Не докончив песню, он оборвал её на полуслове и начал медленно раздевать меня. Сначала шапочку и туфли, затем кольца и пояс с перламутровой пряжкой. Потом через блузку он расстегнул на мне лифчик. Тогда и я принялась снимать с него одежду. Дрожащими пальцами рвала на нём рубашку, а когда с этим было покончено и мы остались нагими, он швырнул меня на постель, сел рядом, задрал вверх свою левую ногу и начал натягивать на неё мой шёлковый клетчатый чулок. Затем на правую ногу натянул второй. Я с ужасом заметила, что эти только что снятые с меня чулки выглядят на нём гораздо лучше, чем на мне, то же самое можно было сказать и о моей новой юбке и блузке, которые так же пришлись ему впору. Тимофей, великолепно выглядевший в одежде, которую он только что купил для меня, опустил руки, обул мои туфли, причесался моей расчёской, небрежно натянул на голову мою шапочку, быстро накрасил губы и торопливо вышел из дома…
Я осталась без слов и без одежды, одна в пустой квартире, и у меня было лишь два выхода — выбраться отсюда в его мужской одежде или же ждать.

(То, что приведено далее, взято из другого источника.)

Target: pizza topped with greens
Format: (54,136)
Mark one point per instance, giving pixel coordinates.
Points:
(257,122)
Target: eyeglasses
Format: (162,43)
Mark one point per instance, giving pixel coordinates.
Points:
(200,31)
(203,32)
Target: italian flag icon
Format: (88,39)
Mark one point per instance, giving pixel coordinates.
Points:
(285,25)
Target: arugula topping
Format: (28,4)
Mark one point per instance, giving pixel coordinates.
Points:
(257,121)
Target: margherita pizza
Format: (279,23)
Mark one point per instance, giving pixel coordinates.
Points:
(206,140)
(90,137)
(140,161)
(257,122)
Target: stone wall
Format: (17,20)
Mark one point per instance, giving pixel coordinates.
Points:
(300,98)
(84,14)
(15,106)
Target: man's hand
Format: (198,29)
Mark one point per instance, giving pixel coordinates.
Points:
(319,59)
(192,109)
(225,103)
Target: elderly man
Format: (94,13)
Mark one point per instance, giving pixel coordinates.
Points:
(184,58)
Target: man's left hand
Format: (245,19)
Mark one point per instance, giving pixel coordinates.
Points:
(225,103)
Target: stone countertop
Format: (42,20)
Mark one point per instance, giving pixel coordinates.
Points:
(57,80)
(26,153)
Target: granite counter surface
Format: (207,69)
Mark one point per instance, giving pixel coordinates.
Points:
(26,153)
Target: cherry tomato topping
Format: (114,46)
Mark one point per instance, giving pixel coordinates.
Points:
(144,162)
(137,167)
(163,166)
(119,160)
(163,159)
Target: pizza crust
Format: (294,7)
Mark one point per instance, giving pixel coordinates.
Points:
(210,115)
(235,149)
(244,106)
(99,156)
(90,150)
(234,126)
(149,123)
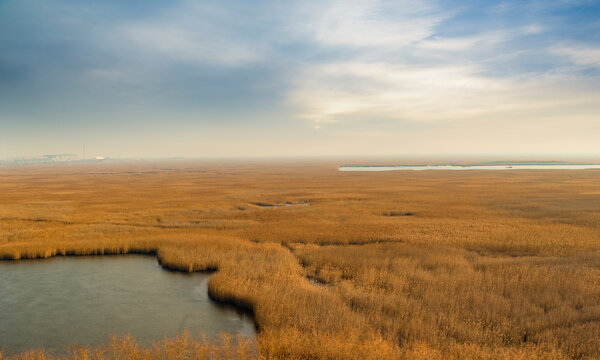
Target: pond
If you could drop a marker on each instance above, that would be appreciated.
(60, 301)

Тут мне пришло в голову поискать, не найдётся ли случайно в квартире женских вещей. В каком-то сундуке я обнаружила чудесную старинную блузку, расшитую серебряными нитками, с монограммой «А» на воротнике. И юбку со шнуровкой. На изнанке я обнаружила вышитое слово «Roma». Эти старые вещи были привезены из Италии. «Ими не пользовались целую вечность, но что мне за дело до этого», — подумала я. Размер мне подошёл, я оделась и вышла на улицу. Он сидел в ближайшем ресторане, ел гусиный паштет и пил «Сотерн». Когда он увидел меня, глаза его сверкнули, он встал и поцеловал меня гораздо более страстно, чем это пристало бы двум высоким девушкам, приветствующим друг друга вечером на улице. Во время этого поцелуя моя губная помада на его губах приобрела странный запах, и мы торопливо вернулись в его квартиру.
— Как идут тебе вещи моей тётки, — прошептал он и начал ещё на лестнице раздевать меня. Влетев в квартиру, мы даже не успели закрыть дверь, а он был уже на мне, вытянувшись в струну, подобно прыгуну в воду, — ладони сомкнуты над моей головой, ступни с оттянутыми носками соединены друг с другом. Прямой, как копьё, чей полет продолжается и тогда, когда самого копья уже нет. Больше я ничего не помню…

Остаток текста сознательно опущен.